Andy Frost

Personal information
- Nationality: British
- Born: 17 April 1981 (age 45) Isle of Wight, United Kingdom

Sport
- Sport: Athletics
- Event: hammer throw
- Club: Woodford Green with Essex Ladies

Medal record
Representing England
British Championships
| Gold medal – first place | 2007 Manchester | Hammer throw |
AAA Championships
| Gold medal – first place | 2005 Manchester | Hammer throw |
| Gold medal – first place | 2006 Manchester | Hammer throw |
| Silver medal – second place | 2004 Manchester | Hammer throw |
Representing Scotland
British Championships
| Gold medal – first place | 2013 Birmingham | Hammer throw |
Representing Isle of Wight
Island Games
| Gold medal – first place | 2011 Sandown | Hammer throw |
| Gold medal – first place | 2023 Guernsey | Hammer throw |
| Silver medal – second place | 2017 Gotland | Hammer throw |

= Andy Frost (hammer thrower) =

British athlete (born 1981)

Andrew Derek Frost (born 17 April 1981) is a British former athlete who competed in the hammer throw. He has a personal best distance of 72.79 metres.

== Biography ==
Frost born in the Isle of Wight, represented England at the 2006 Commonwealth Games in Melbourne.

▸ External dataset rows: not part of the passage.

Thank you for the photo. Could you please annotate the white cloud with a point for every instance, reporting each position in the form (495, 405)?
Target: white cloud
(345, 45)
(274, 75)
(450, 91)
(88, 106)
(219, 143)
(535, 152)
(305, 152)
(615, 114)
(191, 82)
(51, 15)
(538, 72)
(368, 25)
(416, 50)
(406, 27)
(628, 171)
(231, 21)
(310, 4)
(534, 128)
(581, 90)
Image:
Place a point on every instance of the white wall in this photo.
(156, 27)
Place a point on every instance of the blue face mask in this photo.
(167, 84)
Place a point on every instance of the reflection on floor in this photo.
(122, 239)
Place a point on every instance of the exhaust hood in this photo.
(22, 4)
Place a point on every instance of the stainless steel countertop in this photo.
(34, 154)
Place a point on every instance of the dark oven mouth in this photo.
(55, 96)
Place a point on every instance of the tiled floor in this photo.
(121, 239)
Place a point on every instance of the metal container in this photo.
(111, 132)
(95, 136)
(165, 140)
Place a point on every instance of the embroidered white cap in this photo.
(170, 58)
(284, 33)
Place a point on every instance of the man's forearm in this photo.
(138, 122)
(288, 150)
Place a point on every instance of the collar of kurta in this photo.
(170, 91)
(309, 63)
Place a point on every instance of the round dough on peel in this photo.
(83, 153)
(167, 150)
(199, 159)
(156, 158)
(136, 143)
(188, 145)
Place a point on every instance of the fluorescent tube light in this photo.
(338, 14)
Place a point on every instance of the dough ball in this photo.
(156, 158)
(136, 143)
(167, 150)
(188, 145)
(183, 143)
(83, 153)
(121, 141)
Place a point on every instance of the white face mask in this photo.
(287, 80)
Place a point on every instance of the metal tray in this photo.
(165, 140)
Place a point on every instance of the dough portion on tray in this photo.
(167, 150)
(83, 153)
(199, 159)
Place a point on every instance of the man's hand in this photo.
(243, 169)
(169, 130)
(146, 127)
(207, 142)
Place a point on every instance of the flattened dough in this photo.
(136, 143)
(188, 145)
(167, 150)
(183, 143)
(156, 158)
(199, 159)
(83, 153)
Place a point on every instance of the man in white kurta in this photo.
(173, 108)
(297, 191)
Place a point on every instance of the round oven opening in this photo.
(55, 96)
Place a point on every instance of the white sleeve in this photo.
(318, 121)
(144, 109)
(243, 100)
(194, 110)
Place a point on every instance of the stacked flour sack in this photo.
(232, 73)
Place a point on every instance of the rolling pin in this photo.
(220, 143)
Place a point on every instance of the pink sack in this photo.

He later competed for Scotland at the 2010 Commonwealth Games in Delhi, India. He just missed bronze medals by finishing 4th in both events. He also competed for Scotland at the 2014 Commonwealth Games in Glasgow, Scotland finishing 9th.

He is a four time British hammer throw champion after winning the British AAA Championships title in 2005 and 2006 and the British Athletics Championships in 2007 and 2013.

In 2023, he won the hammer gold medal at the Island Games.